This fall, election scammers will be targeting unsuspecting voters. Better Business Bureau warns ballot-casters to be on the lookout for phony political donation requests, voter registration verifications, prize incentives for surveys, and tax credits or government-sponsored grants for economic recovery.
“While politicians are lobbying for support on critical issues, scam artists are campaigning to steal money and identities with news-worthy headlines,” comments Robert W.G. Andrew, CEO of BBB serving Alaska, Oregon and Western Washington.
Solicitors may use door-to-door sales, telemarketing calls, paid advertisements, fabricated news articles, mailers, emails, social media websites and text messages to draw in participants. Political donation fundraisers and voter eligibility inquiries tout legitimacy.
Constituents and contributors should be skeptical of unsolicited requests, especially by phone; instead, contact campaign parties and organizations directly for details. Callback phone numbers may not be trustworthy so rely on endorsed public directories or candidates’ websites. Voter registration records should already be listed with residents’ federal, state, county and city offices. Voting surveys promise “free” cruises, vacations and other prizes.

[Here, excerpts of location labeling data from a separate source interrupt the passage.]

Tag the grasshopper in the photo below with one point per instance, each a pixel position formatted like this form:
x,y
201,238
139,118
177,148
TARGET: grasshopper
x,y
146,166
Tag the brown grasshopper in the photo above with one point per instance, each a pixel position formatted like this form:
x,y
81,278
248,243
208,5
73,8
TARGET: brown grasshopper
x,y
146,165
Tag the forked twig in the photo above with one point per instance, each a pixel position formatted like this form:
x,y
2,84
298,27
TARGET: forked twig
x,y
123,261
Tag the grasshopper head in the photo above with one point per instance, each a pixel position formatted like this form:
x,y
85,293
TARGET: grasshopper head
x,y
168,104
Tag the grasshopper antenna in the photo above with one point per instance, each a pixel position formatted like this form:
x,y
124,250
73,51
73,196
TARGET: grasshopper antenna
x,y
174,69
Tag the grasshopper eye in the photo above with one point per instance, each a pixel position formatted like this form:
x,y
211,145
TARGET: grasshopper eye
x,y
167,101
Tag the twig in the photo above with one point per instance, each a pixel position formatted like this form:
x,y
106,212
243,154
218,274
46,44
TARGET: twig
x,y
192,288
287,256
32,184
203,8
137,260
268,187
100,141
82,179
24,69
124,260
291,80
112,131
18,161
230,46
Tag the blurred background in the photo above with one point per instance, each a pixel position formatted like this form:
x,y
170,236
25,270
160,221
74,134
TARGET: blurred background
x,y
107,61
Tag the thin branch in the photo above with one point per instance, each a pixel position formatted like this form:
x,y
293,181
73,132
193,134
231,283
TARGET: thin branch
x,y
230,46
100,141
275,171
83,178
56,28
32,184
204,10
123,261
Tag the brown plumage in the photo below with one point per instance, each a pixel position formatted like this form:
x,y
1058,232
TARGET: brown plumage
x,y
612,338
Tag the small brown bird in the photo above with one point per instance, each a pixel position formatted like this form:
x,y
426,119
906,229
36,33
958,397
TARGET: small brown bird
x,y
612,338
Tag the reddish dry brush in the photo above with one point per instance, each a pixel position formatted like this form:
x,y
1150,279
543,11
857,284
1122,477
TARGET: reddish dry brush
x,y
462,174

Be wary of asterisks, disclaimers and other conditions. Privacy policies should explain how collected information will be used. Programs, credits or grants pledge to stimulate economic relief or help pay bills.
Beware if limited information is available, the source is unofficial, and direct deposit details or enrollment fees are required.
- Veto high-pressure sales tactics and “now only” offers.
- Nominate sound judgments on too-good-to-be-true propositions.
- Elect not to wire money or provide payments for taxes or other fees.
- Opt not to submit sensitive information, birthdates and Social Security numbers.
- Vote against suspicious solicitations at bbb.org/us/scam-source.